A further issue is the need to assess the data outputs from these technologies to ensure they are credible and trusted. For example, 60% of group CFOs surveyed say the quality of the data produced by AI cannot be trusted in the same way as data from their usual finance systems; 66% say the global regulatory environment has not yet caught up with developments in AI; and 75% say that governance, controls and ethical frameworks for AI still need to be developed and refined.

To address these concerns, and to build trust into AI systems, the report suggests four questions for finance leaders to ask themselves:

1.  Do you know where AI technologies are being applied within the organization, particularly in terms of nonfinancial data or information that makes its way into corporate reporting?

2.  Do you have a talent strategy for recruiting and retaining people with the necessary skillsets to manage and staff AI-related projects, including issues of trust and ethics?

3.  Have you assessed how the adoption of AI impacts the integrity of the finance function and its disclosures, both financial and nonfinancial?

4.  Does the finance team have appropriate structures in place to manage ethical issues and understand how to address any algorithmic biases?

Culture reporting: the way forward

The report recommends three actions organizations should take to drive the critical role of culture in corporate reporting:

1. Put in place a robust approach to culture reporting

Four steps are critical.

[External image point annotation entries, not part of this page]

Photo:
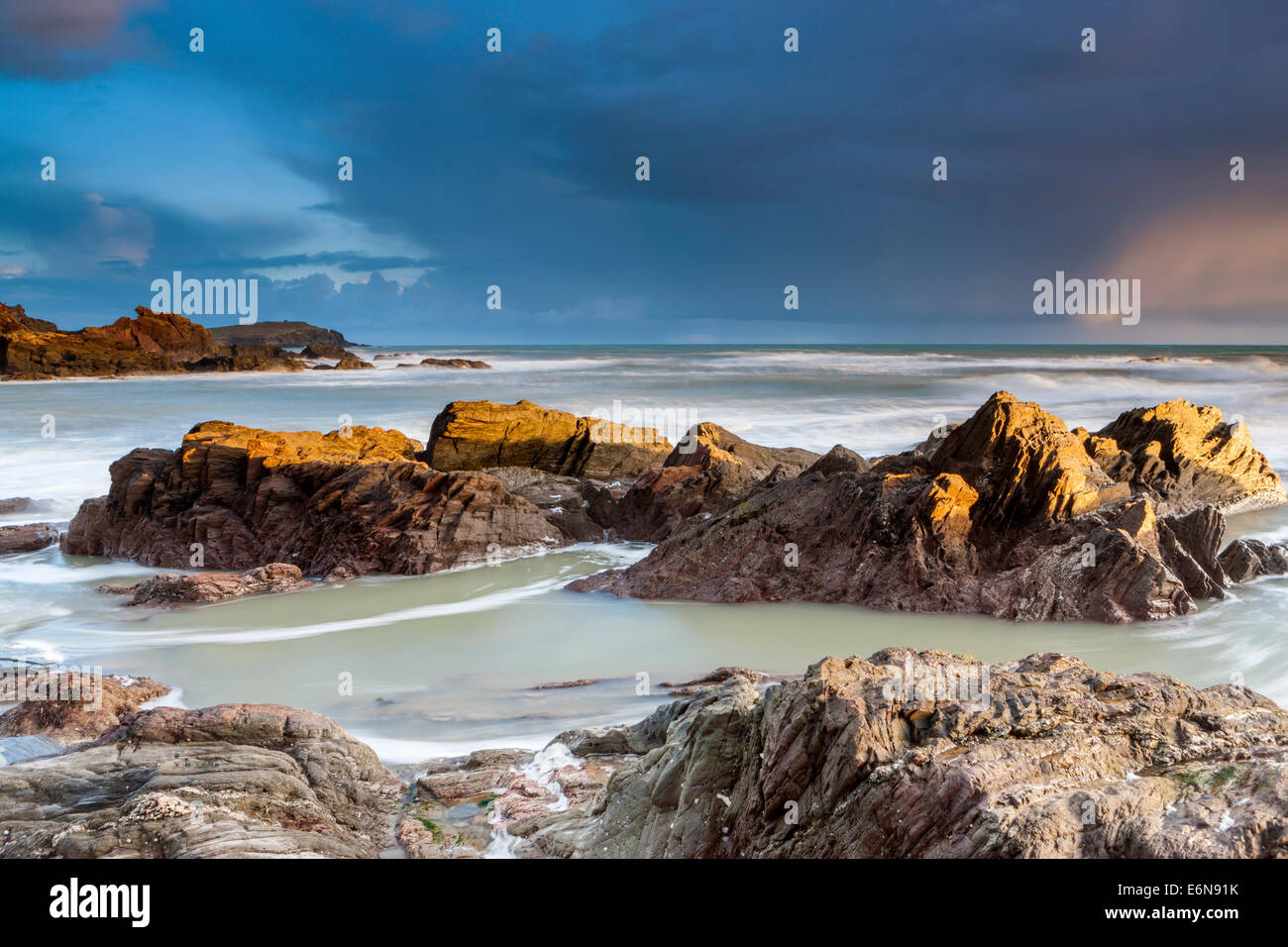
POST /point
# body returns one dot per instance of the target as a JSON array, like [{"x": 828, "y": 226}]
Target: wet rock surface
[
  {"x": 478, "y": 434},
  {"x": 875, "y": 758},
  {"x": 205, "y": 587},
  {"x": 355, "y": 500},
  {"x": 230, "y": 781},
  {"x": 1009, "y": 515},
  {"x": 27, "y": 538},
  {"x": 69, "y": 706}
]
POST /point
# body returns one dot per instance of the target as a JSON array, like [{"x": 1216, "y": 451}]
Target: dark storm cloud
[{"x": 767, "y": 167}]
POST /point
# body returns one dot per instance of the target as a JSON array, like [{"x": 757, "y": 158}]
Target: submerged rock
[
  {"x": 1009, "y": 515},
  {"x": 27, "y": 538},
  {"x": 69, "y": 706},
  {"x": 930, "y": 755},
  {"x": 175, "y": 587},
  {"x": 351, "y": 501},
  {"x": 708, "y": 467},
  {"x": 449, "y": 364}
]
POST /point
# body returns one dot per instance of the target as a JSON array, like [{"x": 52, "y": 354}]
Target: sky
[{"x": 767, "y": 167}]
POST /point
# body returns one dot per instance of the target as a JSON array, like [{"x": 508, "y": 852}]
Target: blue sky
[{"x": 768, "y": 167}]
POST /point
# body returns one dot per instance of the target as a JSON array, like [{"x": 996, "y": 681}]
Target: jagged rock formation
[
  {"x": 903, "y": 757},
  {"x": 1010, "y": 515},
  {"x": 27, "y": 538},
  {"x": 708, "y": 467},
  {"x": 323, "y": 351},
  {"x": 69, "y": 706},
  {"x": 230, "y": 781},
  {"x": 447, "y": 364},
  {"x": 179, "y": 587},
  {"x": 478, "y": 434},
  {"x": 151, "y": 343},
  {"x": 353, "y": 501},
  {"x": 1247, "y": 560},
  {"x": 1186, "y": 458}
]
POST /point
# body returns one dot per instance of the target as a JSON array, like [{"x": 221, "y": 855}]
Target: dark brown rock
[
  {"x": 322, "y": 351},
  {"x": 706, "y": 470},
  {"x": 230, "y": 781},
  {"x": 27, "y": 539},
  {"x": 1189, "y": 457},
  {"x": 1010, "y": 517},
  {"x": 356, "y": 499},
  {"x": 174, "y": 587},
  {"x": 150, "y": 343},
  {"x": 1247, "y": 560},
  {"x": 71, "y": 706},
  {"x": 449, "y": 364}
]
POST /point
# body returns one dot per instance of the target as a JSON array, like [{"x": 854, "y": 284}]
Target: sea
[{"x": 438, "y": 665}]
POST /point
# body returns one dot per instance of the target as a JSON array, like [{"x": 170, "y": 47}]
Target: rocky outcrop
[
  {"x": 355, "y": 500},
  {"x": 447, "y": 364},
  {"x": 174, "y": 587},
  {"x": 1186, "y": 457},
  {"x": 249, "y": 359},
  {"x": 283, "y": 334},
  {"x": 478, "y": 434},
  {"x": 562, "y": 500},
  {"x": 1247, "y": 560},
  {"x": 230, "y": 781},
  {"x": 69, "y": 706},
  {"x": 1010, "y": 515},
  {"x": 147, "y": 344},
  {"x": 16, "y": 318},
  {"x": 159, "y": 334},
  {"x": 921, "y": 755},
  {"x": 707, "y": 468},
  {"x": 323, "y": 351},
  {"x": 27, "y": 538}
]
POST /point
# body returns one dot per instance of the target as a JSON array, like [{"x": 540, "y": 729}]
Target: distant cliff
[
  {"x": 286, "y": 334},
  {"x": 151, "y": 343}
]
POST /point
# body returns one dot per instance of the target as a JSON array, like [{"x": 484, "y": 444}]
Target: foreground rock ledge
[
  {"x": 1054, "y": 761},
  {"x": 230, "y": 781}
]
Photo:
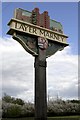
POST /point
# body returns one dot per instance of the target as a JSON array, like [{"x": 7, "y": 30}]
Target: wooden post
[{"x": 40, "y": 86}]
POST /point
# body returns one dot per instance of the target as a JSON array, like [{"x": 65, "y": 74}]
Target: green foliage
[{"x": 12, "y": 107}]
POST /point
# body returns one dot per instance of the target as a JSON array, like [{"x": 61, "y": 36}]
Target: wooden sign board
[{"x": 27, "y": 34}]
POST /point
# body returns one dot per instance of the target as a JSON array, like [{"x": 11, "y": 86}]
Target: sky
[{"x": 18, "y": 65}]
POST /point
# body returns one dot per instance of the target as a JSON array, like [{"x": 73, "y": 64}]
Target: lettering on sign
[{"x": 38, "y": 31}]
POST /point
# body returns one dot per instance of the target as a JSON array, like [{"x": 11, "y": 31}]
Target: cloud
[{"x": 18, "y": 72}]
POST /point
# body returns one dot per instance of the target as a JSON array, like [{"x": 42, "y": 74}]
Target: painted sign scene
[{"x": 40, "y": 62}]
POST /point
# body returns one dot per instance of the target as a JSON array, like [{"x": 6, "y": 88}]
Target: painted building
[{"x": 42, "y": 20}]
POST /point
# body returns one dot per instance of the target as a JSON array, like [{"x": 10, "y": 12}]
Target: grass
[{"x": 49, "y": 118}]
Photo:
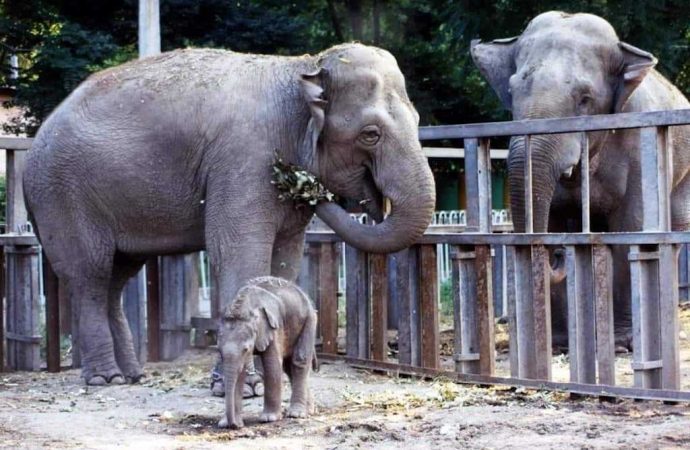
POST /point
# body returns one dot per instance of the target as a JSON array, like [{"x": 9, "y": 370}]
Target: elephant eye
[{"x": 369, "y": 135}]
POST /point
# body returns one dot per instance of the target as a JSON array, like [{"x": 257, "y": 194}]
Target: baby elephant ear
[
  {"x": 636, "y": 65},
  {"x": 312, "y": 85}
]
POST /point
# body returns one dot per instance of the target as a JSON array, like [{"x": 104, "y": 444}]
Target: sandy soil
[{"x": 173, "y": 409}]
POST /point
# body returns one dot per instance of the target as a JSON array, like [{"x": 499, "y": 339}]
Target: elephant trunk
[
  {"x": 234, "y": 380},
  {"x": 409, "y": 185},
  {"x": 544, "y": 178}
]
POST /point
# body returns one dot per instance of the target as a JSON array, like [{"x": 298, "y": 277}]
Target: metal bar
[
  {"x": 428, "y": 308},
  {"x": 668, "y": 317},
  {"x": 558, "y": 125},
  {"x": 603, "y": 298},
  {"x": 511, "y": 295},
  {"x": 649, "y": 180},
  {"x": 469, "y": 333},
  {"x": 52, "y": 308},
  {"x": 472, "y": 185},
  {"x": 581, "y": 326},
  {"x": 153, "y": 309},
  {"x": 584, "y": 181},
  {"x": 524, "y": 313},
  {"x": 328, "y": 295},
  {"x": 357, "y": 303},
  {"x": 379, "y": 307},
  {"x": 485, "y": 310},
  {"x": 574, "y": 388},
  {"x": 529, "y": 220}
]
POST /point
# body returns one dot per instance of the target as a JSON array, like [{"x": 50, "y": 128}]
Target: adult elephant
[
  {"x": 174, "y": 153},
  {"x": 570, "y": 65}
]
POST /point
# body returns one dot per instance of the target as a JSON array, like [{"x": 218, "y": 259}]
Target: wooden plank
[
  {"x": 379, "y": 307},
  {"x": 485, "y": 311},
  {"x": 153, "y": 309},
  {"x": 644, "y": 275},
  {"x": 23, "y": 303},
  {"x": 51, "y": 289},
  {"x": 357, "y": 303},
  {"x": 511, "y": 310},
  {"x": 668, "y": 317},
  {"x": 430, "y": 338},
  {"x": 541, "y": 296},
  {"x": 15, "y": 209},
  {"x": 472, "y": 184},
  {"x": 469, "y": 332},
  {"x": 603, "y": 299},
  {"x": 581, "y": 319},
  {"x": 459, "y": 238},
  {"x": 328, "y": 297},
  {"x": 134, "y": 303},
  {"x": 556, "y": 125},
  {"x": 584, "y": 181}
]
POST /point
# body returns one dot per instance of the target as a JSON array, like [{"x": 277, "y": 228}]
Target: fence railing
[
  {"x": 409, "y": 277},
  {"x": 407, "y": 281}
]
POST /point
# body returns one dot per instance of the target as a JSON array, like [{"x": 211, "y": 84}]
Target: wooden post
[
  {"x": 51, "y": 288},
  {"x": 328, "y": 297},
  {"x": 379, "y": 308},
  {"x": 153, "y": 309},
  {"x": 428, "y": 287},
  {"x": 408, "y": 318},
  {"x": 357, "y": 303},
  {"x": 179, "y": 284},
  {"x": 23, "y": 300},
  {"x": 134, "y": 302},
  {"x": 603, "y": 297}
]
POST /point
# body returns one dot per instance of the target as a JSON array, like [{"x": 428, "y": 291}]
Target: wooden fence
[{"x": 407, "y": 280}]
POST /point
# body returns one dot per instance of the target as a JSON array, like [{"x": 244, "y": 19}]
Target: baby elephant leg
[{"x": 301, "y": 403}]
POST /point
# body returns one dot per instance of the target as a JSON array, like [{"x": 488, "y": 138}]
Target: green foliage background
[{"x": 62, "y": 41}]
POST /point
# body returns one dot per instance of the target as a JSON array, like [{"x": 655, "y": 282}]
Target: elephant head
[
  {"x": 562, "y": 65},
  {"x": 249, "y": 323},
  {"x": 361, "y": 140}
]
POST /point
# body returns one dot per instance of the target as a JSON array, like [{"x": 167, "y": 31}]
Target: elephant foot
[
  {"x": 102, "y": 380},
  {"x": 297, "y": 411},
  {"x": 269, "y": 417},
  {"x": 237, "y": 424}
]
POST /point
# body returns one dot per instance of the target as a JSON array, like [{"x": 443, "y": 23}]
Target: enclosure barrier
[
  {"x": 407, "y": 281},
  {"x": 652, "y": 256}
]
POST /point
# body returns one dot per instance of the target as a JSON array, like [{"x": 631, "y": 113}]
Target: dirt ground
[{"x": 173, "y": 409}]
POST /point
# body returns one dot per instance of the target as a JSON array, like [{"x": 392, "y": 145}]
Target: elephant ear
[
  {"x": 636, "y": 65},
  {"x": 312, "y": 85},
  {"x": 496, "y": 62},
  {"x": 265, "y": 333}
]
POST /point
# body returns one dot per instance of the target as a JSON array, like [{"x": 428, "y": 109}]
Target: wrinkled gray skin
[
  {"x": 172, "y": 154},
  {"x": 570, "y": 65},
  {"x": 274, "y": 318}
]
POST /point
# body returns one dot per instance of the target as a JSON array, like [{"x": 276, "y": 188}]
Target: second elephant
[{"x": 566, "y": 65}]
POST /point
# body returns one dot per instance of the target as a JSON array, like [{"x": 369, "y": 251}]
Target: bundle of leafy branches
[{"x": 297, "y": 184}]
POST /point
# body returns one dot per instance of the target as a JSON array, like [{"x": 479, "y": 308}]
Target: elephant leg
[
  {"x": 124, "y": 268},
  {"x": 273, "y": 371}
]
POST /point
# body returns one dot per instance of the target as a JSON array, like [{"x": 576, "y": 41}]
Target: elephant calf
[{"x": 274, "y": 318}]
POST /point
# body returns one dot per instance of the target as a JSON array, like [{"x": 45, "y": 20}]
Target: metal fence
[{"x": 409, "y": 278}]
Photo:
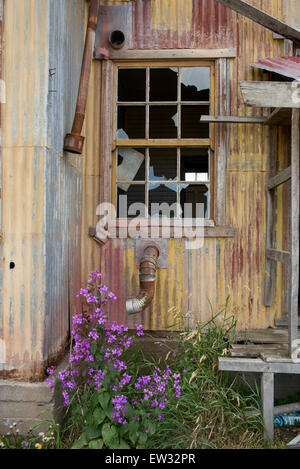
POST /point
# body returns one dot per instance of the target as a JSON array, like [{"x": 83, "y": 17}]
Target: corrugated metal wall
[
  {"x": 197, "y": 280},
  {"x": 41, "y": 219},
  {"x": 50, "y": 198}
]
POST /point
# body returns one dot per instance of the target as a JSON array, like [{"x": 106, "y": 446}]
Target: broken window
[{"x": 163, "y": 149}]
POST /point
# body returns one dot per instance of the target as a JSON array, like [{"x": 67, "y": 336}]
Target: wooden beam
[
  {"x": 280, "y": 116},
  {"x": 280, "y": 178},
  {"x": 234, "y": 119},
  {"x": 271, "y": 266},
  {"x": 166, "y": 54},
  {"x": 271, "y": 93},
  {"x": 263, "y": 18},
  {"x": 257, "y": 365},
  {"x": 279, "y": 256},
  {"x": 295, "y": 212}
]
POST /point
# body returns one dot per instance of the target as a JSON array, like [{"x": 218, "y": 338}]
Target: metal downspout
[
  {"x": 148, "y": 267},
  {"x": 74, "y": 141}
]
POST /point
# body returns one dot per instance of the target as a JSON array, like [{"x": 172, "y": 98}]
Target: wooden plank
[
  {"x": 263, "y": 18},
  {"x": 280, "y": 116},
  {"x": 270, "y": 265},
  {"x": 271, "y": 94},
  {"x": 278, "y": 256},
  {"x": 255, "y": 350},
  {"x": 256, "y": 365},
  {"x": 234, "y": 119},
  {"x": 264, "y": 336},
  {"x": 163, "y": 142},
  {"x": 280, "y": 178},
  {"x": 166, "y": 54},
  {"x": 267, "y": 402},
  {"x": 295, "y": 200}
]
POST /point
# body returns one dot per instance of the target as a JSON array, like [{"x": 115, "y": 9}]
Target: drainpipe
[
  {"x": 148, "y": 267},
  {"x": 74, "y": 141}
]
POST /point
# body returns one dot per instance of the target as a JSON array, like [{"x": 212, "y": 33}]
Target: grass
[{"x": 213, "y": 412}]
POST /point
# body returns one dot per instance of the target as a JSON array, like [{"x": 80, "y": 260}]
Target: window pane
[
  {"x": 132, "y": 121},
  {"x": 163, "y": 164},
  {"x": 195, "y": 83},
  {"x": 131, "y": 84},
  {"x": 194, "y": 165},
  {"x": 127, "y": 205},
  {"x": 163, "y": 84},
  {"x": 131, "y": 165},
  {"x": 163, "y": 122},
  {"x": 198, "y": 198},
  {"x": 161, "y": 200},
  {"x": 191, "y": 127}
]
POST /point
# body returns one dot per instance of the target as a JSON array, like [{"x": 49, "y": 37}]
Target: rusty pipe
[
  {"x": 74, "y": 141},
  {"x": 148, "y": 267}
]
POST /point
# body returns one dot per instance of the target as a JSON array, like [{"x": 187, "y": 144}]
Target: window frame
[
  {"x": 222, "y": 58},
  {"x": 170, "y": 142}
]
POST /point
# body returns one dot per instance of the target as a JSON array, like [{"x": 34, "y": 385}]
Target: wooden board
[
  {"x": 280, "y": 116},
  {"x": 264, "y": 336},
  {"x": 165, "y": 54},
  {"x": 234, "y": 119},
  {"x": 271, "y": 93},
  {"x": 263, "y": 18},
  {"x": 256, "y": 350}
]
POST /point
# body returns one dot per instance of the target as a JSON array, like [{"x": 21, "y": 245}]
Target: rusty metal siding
[{"x": 42, "y": 198}]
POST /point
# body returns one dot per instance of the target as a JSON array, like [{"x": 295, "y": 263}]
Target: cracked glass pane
[
  {"x": 162, "y": 164},
  {"x": 132, "y": 121},
  {"x": 131, "y": 166},
  {"x": 162, "y": 122},
  {"x": 191, "y": 127},
  {"x": 195, "y": 83},
  {"x": 163, "y": 84},
  {"x": 131, "y": 85},
  {"x": 195, "y": 194}
]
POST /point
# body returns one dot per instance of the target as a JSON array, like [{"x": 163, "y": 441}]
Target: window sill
[{"x": 119, "y": 229}]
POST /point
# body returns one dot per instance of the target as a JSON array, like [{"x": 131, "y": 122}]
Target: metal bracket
[{"x": 141, "y": 244}]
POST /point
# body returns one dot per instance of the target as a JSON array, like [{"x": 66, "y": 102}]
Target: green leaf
[
  {"x": 142, "y": 438},
  {"x": 110, "y": 435},
  {"x": 103, "y": 400},
  {"x": 99, "y": 416},
  {"x": 122, "y": 445},
  {"x": 92, "y": 432},
  {"x": 80, "y": 443},
  {"x": 96, "y": 444}
]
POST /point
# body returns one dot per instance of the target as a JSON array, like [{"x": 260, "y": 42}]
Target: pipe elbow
[{"x": 148, "y": 267}]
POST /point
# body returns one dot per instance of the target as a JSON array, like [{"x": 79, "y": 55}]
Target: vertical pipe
[{"x": 74, "y": 141}]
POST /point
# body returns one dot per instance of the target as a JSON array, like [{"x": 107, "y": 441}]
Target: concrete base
[{"x": 28, "y": 404}]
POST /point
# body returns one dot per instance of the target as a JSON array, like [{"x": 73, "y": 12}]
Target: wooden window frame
[{"x": 216, "y": 142}]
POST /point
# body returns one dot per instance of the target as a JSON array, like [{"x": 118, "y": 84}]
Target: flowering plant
[{"x": 112, "y": 406}]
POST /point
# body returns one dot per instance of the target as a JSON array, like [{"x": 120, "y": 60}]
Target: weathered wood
[
  {"x": 271, "y": 94},
  {"x": 264, "y": 336},
  {"x": 164, "y": 54},
  {"x": 234, "y": 119},
  {"x": 267, "y": 402},
  {"x": 255, "y": 350},
  {"x": 280, "y": 116},
  {"x": 280, "y": 178},
  {"x": 263, "y": 18},
  {"x": 270, "y": 266},
  {"x": 286, "y": 408},
  {"x": 257, "y": 365},
  {"x": 278, "y": 256},
  {"x": 295, "y": 200}
]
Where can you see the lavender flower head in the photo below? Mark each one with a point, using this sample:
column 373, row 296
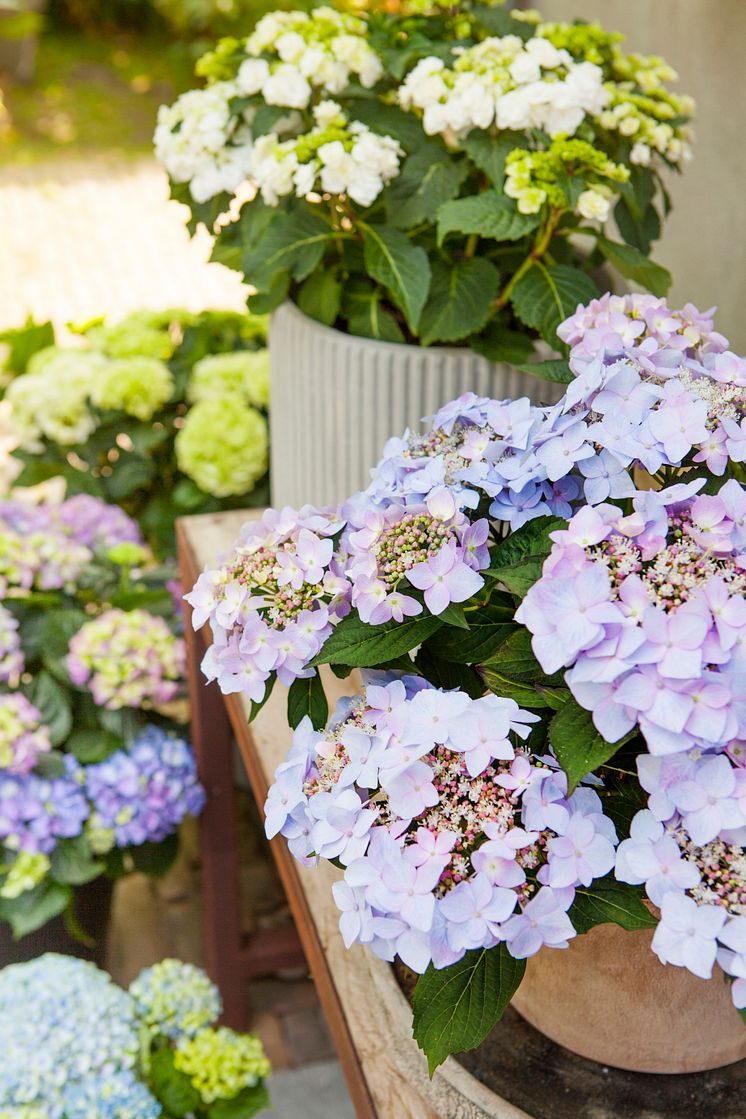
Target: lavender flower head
column 11, row 654
column 273, row 604
column 24, row 735
column 126, row 659
column 36, row 811
column 142, row 795
column 453, row 836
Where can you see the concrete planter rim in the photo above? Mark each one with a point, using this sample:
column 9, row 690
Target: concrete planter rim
column 378, row 344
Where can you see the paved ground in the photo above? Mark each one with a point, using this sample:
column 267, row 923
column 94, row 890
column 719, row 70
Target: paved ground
column 84, row 238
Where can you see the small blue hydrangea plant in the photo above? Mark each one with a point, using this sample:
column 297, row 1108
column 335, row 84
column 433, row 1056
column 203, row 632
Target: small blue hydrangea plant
column 77, row 1046
column 548, row 608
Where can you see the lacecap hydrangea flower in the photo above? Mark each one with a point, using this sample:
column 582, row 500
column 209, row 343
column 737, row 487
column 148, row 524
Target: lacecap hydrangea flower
column 139, row 386
column 142, row 795
column 24, row 734
column 223, row 445
column 11, row 655
column 453, row 836
column 62, row 1023
column 243, row 373
column 126, row 659
column 37, row 811
column 273, row 604
column 222, row 1063
column 176, row 999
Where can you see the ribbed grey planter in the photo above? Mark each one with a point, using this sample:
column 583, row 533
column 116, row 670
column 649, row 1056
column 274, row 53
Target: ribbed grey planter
column 336, row 400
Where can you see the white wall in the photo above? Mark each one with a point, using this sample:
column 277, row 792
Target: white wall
column 705, row 237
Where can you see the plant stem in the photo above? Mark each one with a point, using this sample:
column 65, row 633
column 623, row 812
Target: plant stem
column 540, row 246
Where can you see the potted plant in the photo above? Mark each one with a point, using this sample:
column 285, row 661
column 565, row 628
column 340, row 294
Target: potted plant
column 95, row 771
column 132, row 415
column 148, row 1052
column 421, row 198
column 548, row 607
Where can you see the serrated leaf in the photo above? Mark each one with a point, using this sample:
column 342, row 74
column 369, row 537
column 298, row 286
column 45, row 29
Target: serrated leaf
column 525, row 694
column 577, row 744
column 52, row 699
column 488, row 628
column 35, row 908
column 293, row 243
column 402, row 268
column 361, row 307
column 308, row 697
column 548, row 294
column 431, row 176
column 361, row 646
column 73, row 862
column 557, row 370
column 607, row 901
column 489, row 214
column 490, row 152
column 456, row 1007
column 320, row 297
column 460, row 300
column 635, row 265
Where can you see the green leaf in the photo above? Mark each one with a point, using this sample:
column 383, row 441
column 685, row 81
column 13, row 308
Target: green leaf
column 293, row 243
column 490, row 152
column 489, row 214
column 156, row 858
column 578, row 745
column 488, row 628
column 361, row 306
column 25, row 341
column 548, row 294
column 525, row 694
column 518, row 561
column 361, row 646
column 430, row 177
column 460, row 300
column 35, row 908
column 308, row 697
column 402, row 268
column 607, row 901
column 53, row 702
column 456, row 1007
column 73, row 862
column 92, row 746
column 130, row 475
column 635, row 265
column 501, row 345
column 172, row 1088
column 244, row 1106
column 446, row 674
column 555, row 370
column 320, row 297
column 516, row 660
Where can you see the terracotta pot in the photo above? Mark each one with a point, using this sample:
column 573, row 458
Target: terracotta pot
column 610, row 999
column 337, row 398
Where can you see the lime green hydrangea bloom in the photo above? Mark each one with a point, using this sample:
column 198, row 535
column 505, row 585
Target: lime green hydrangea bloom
column 50, row 400
column 224, row 445
column 24, row 874
column 222, row 1063
column 137, row 385
column 245, row 373
column 137, row 336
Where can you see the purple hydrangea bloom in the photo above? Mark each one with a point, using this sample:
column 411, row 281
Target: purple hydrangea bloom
column 143, row 793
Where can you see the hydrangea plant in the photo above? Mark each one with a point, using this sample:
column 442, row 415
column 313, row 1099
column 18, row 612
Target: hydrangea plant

First, understand the overall scope by looking at a range of culture-related risks and mapping the beliefs of your people. Second, identify the behaviors, values and beliefs your people are observing to establish current and desired cultural attributes, and assess cultural norms and nuances. Third, assess how those behaviors, values and beliefs affect your organization’s performance. Finally, identify metrics and dashboards, using the results and insights to inform leadership action and form the basis of reporting.

2. Change the talent mix to drive finance culture change and overcome resistance

The culture of finance functions is likely to have become ingrained over many years. To overcome resistance to change, and drive sustainable culture change, finance leaders should inject new ideas and fresh impetus into the team. Changing the finance and reporting talent mix may provide an important lever for culture change.

3. Build ethical algorithms and trust into AI

If organizations fail to adopt governance and ethical standards that foster trust in AI, they may not be able to harness the full potential of these technologies in finance and reporting. Organizations should commit to building trust proactively into every facet of the AI system from day one. This trust should extend to the strategic purpose of the system, the integrity of data collection and management, the governance of model training, and the rigor of techniques used to monitor system and algorithmic performance.

Peter Wollmert, EY Global and EY EMEIA Financial Accounting Advisory Leader, concludes: “By embracing the role of culture in corporate reporting, finance leaders can provide the transparency that investors and other stakeholders require, building a new era of trust based on credible, authentic, accountable and open corporate reporting.”




The sixth EY global corporate reporting survey looks at investors’ increasing demands for reporting on nonfinancial metrics. One of the most important is corporate culture, but demand for reporting on this is not currently being met.

To change this, it may be necessary to change the culture within the finance team itself. Advanced data analysis technologies can help, provided companies ensure that data outputs are credible and trusted.